International Women’s Day – March 8th 2018

| By TMA World

My wife – who has been a feminist since the 1960s – worries that many young women today have become too complacent about the role and rights of women in the world.  I agree.  

Progress has been made, of course, but when you have travelled the world as much as I have the startling inequalities between men and women slap you hard in the face.

According to a 2017 report by the World Economic Forum, it could still take another 168 years before the global equality gap between men and women disappears.  In 2017, women effectively worked 51 days a year for free because of the gender pay gap.  
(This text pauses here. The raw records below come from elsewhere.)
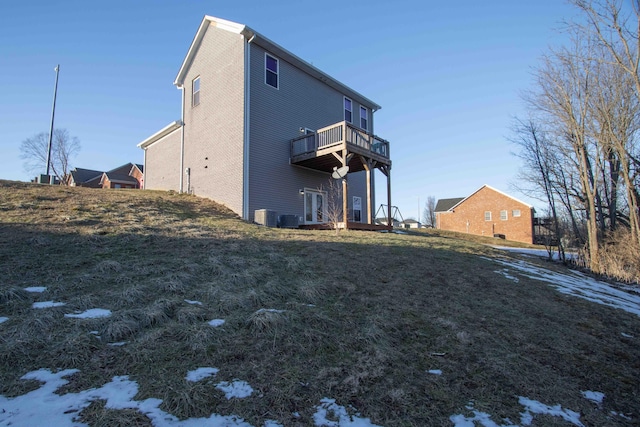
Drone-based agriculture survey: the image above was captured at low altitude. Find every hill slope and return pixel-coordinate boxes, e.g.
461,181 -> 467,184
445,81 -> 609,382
0,181 -> 640,426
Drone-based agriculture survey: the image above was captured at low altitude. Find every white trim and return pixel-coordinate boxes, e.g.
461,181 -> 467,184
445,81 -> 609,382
342,96 -> 353,124
359,105 -> 370,131
242,37 -> 253,221
264,52 -> 280,90
138,120 -> 182,149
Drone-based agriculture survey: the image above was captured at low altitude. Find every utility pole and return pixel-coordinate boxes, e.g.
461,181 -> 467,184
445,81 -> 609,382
47,64 -> 60,185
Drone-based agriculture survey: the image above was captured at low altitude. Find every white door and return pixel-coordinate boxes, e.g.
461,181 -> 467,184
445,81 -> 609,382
304,189 -> 327,224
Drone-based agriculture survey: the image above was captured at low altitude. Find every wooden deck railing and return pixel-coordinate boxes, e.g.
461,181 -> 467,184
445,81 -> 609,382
291,122 -> 389,159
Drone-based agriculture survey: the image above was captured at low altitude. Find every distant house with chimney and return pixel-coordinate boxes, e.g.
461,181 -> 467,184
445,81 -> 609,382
435,185 -> 534,243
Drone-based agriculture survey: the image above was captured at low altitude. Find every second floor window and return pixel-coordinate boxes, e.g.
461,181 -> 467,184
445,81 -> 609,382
191,77 -> 200,107
360,107 -> 369,130
344,96 -> 353,123
264,53 -> 280,89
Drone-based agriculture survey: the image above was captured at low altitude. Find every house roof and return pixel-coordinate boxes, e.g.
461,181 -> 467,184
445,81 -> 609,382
71,168 -> 102,184
435,197 -> 465,212
174,15 -> 382,111
436,184 -> 533,212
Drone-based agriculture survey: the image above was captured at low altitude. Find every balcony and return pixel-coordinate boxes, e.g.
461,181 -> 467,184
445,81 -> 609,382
291,122 -> 391,172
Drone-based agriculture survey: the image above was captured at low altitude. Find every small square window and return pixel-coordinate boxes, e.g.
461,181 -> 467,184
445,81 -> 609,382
264,53 -> 280,89
360,107 -> 369,130
344,96 -> 353,123
191,77 -> 200,107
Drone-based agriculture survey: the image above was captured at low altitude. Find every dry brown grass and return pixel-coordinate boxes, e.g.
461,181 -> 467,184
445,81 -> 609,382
0,182 -> 640,426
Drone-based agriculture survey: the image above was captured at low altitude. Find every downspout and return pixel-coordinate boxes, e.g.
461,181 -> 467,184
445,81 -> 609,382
178,85 -> 185,194
242,34 -> 256,221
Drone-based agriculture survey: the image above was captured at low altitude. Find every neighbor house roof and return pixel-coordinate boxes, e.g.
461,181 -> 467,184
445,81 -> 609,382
71,168 -> 102,184
174,15 -> 382,111
435,197 -> 465,212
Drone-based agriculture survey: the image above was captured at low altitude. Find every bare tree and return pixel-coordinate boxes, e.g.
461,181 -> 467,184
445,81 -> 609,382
20,129 -> 80,184
422,196 -> 436,228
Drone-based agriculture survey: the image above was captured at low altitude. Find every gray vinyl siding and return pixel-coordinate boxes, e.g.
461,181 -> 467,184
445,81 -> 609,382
144,128 -> 181,191
249,44 -> 373,219
182,25 -> 245,215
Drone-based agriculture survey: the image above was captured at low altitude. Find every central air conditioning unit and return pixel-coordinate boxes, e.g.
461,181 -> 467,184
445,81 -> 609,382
253,209 -> 278,227
278,215 -> 299,228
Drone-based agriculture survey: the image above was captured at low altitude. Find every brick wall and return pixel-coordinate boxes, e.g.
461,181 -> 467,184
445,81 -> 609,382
436,186 -> 533,243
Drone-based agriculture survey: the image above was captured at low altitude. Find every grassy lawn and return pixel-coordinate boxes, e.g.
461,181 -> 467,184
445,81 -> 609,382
0,181 -> 640,426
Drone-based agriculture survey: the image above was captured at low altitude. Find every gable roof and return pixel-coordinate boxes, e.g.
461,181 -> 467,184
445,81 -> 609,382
174,15 -> 382,111
436,184 -> 533,212
435,197 -> 465,212
71,168 -> 102,184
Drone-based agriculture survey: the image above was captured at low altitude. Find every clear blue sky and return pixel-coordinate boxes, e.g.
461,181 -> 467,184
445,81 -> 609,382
0,0 -> 575,218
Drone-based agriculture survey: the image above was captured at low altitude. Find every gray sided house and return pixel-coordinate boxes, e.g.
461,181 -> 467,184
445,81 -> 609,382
139,16 -> 391,226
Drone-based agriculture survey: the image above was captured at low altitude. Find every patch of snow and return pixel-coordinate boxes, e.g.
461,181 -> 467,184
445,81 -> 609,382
494,268 -> 520,283
518,396 -> 584,427
32,301 -> 66,308
0,369 -> 260,427
313,397 -> 382,427
64,308 -> 111,319
216,380 -> 253,400
185,368 -> 220,382
582,390 -> 604,403
485,258 -> 640,316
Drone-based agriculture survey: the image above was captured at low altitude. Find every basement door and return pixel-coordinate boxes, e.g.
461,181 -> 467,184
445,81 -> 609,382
304,189 -> 327,224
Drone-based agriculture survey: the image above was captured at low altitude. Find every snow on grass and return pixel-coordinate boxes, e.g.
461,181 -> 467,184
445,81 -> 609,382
185,368 -> 220,382
582,390 -> 604,403
32,301 -> 66,308
449,396 -> 584,427
485,258 -> 640,316
64,308 -> 111,319
0,369 -> 268,427
313,397 -> 380,427
216,380 -> 253,400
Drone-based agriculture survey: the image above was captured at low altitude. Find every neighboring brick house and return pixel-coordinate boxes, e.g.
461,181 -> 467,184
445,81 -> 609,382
69,163 -> 144,188
138,16 -> 391,224
435,185 -> 534,243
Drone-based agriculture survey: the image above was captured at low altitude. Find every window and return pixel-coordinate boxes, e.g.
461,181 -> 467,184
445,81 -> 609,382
344,96 -> 353,123
191,76 -> 200,107
360,107 -> 369,130
264,53 -> 280,89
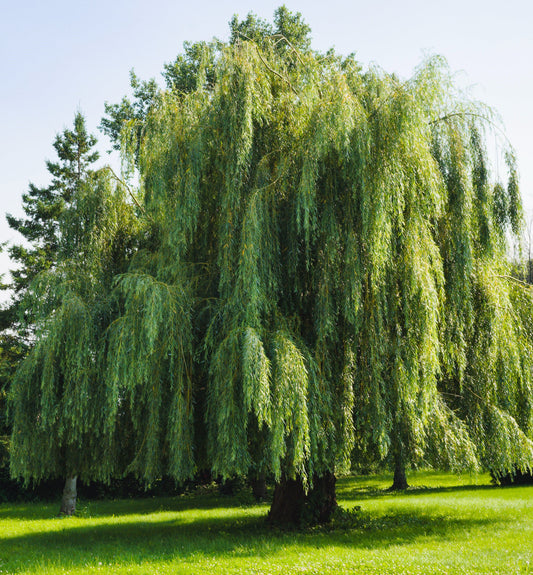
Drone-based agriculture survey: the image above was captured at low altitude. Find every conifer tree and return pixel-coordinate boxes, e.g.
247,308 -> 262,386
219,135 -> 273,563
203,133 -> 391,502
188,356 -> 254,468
6,112 -> 99,321
10,169 -> 136,515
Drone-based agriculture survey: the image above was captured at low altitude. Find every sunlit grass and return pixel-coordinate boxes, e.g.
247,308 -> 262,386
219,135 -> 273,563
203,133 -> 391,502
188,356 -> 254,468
0,472 -> 533,574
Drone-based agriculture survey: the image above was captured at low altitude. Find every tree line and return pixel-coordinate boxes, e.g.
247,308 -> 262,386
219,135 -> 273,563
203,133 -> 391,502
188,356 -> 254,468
2,7 -> 533,523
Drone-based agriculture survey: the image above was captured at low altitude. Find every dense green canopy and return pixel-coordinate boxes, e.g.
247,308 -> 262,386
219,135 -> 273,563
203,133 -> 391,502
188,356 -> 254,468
12,7 -> 533,500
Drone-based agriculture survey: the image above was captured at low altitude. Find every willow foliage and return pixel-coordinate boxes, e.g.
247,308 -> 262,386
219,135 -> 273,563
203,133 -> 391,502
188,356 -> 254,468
11,11 -> 533,484
9,171 -> 136,481
103,28 -> 531,490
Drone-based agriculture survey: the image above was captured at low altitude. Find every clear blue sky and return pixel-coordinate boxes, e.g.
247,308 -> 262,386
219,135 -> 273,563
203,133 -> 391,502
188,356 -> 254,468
0,0 -> 533,288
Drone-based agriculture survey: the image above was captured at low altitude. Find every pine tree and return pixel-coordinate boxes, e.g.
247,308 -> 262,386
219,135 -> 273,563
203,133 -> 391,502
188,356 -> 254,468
6,112 -> 98,311
10,169 -> 136,515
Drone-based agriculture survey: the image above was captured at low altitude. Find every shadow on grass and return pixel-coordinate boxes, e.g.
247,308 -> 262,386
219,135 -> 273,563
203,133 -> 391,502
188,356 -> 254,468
337,485 -> 501,501
0,492 -> 260,521
0,500 -> 504,573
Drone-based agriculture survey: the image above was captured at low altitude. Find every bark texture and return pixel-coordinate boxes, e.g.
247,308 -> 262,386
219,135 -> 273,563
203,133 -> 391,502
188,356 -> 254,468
250,473 -> 267,501
268,472 -> 337,527
59,476 -> 78,517
390,457 -> 409,491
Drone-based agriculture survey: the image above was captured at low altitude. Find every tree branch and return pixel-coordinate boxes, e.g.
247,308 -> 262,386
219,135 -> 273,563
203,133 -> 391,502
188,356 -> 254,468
102,166 -> 152,220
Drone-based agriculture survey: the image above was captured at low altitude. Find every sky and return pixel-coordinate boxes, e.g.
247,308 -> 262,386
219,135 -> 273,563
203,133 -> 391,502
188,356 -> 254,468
0,0 -> 533,297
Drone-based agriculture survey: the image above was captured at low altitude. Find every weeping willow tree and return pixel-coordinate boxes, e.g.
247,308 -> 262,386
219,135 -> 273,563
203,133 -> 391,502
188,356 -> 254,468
9,9 -> 533,522
10,170 -> 136,515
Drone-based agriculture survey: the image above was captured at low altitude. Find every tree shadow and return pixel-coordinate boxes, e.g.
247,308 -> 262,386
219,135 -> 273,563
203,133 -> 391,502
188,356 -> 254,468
0,491 -> 255,521
338,485 -> 501,501
0,498 -> 503,573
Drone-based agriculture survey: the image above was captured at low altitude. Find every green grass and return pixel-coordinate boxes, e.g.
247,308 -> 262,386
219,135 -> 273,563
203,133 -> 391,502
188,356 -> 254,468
0,472 -> 533,575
International Women’s day has been observed since the early 1900s.  Some trace its roots to 1908, when 15,000 women marched through New York City demanding voting rights, better pay and shorter working hours.

The #MeToo and #TimesUp movements have brought renewed attention to the sexual abuse and harassment directed at women in the workplace. Meghan Markle, soon to be wife of Britain’s Prince Harry, is far from silent on women’s issues, and – who knows – even the British Royal Establishment might find its traditional political and cultural neutrality being challenged.  In my view, ‘neutrality’ is sometimes the unethical position to take. 
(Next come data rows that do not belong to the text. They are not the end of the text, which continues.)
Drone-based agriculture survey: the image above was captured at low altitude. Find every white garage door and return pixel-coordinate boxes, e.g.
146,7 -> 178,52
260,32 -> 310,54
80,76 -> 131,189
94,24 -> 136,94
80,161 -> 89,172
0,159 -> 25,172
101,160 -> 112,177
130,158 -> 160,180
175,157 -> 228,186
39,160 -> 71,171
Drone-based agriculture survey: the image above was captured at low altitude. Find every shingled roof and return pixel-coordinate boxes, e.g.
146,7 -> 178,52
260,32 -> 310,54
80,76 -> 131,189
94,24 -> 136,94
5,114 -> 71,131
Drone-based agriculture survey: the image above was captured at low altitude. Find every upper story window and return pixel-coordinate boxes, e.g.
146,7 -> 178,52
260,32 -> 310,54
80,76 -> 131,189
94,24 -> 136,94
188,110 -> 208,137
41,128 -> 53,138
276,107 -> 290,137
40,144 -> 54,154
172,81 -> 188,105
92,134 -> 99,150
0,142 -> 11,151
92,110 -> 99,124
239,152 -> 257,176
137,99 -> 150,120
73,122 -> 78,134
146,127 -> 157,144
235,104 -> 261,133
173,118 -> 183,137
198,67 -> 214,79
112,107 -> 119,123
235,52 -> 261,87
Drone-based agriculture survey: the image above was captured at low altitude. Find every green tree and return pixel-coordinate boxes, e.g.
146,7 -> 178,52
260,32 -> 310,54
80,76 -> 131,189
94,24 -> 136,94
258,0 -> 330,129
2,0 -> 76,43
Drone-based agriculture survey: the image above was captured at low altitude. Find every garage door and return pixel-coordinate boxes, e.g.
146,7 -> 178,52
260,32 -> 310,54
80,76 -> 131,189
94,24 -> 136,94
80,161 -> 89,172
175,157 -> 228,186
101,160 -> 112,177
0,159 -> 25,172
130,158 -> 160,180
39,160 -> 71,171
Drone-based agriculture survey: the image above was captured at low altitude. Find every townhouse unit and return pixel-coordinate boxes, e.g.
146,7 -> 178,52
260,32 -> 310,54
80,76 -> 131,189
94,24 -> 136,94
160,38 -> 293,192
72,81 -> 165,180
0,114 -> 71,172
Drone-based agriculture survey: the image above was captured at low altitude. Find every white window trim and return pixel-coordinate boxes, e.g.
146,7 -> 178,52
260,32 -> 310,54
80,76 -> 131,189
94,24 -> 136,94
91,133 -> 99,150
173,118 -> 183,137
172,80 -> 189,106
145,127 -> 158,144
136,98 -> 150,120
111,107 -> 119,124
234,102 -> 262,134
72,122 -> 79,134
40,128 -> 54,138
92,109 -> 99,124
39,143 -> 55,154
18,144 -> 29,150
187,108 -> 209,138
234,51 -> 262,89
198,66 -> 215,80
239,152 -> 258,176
There are many ways to participate in International Women’s day, and the best source for finding out how is here.  You can find information on making a pledge for parity, joining one of the many events happening around the world, and guidance on how to host your own event.

One way to mark the day is to highlight the values that guide the International Women’s day values that “provide the type of action, behavior and ethos associated with this critical and globally-supported day.”  The values are: 

  • Justice
  • Dignity
  • Hope
  • Equality
  • Collaboration
  • Tenacity
  • Appreciation
  • Respect
  • Empathy
  • Forgiveness

More in-depth explanations of these values can be found at the International Women’s day website.

I see the fight for gender parity being a human issue, and not strictly a “women’s issue”.  My career has been focused on developing human potential, and when half of humanity is still disadvantaged in contributing its talents, I feel shame and anger.  Wasting talent is not only unethical, but a criminal waste that the world can ill afford.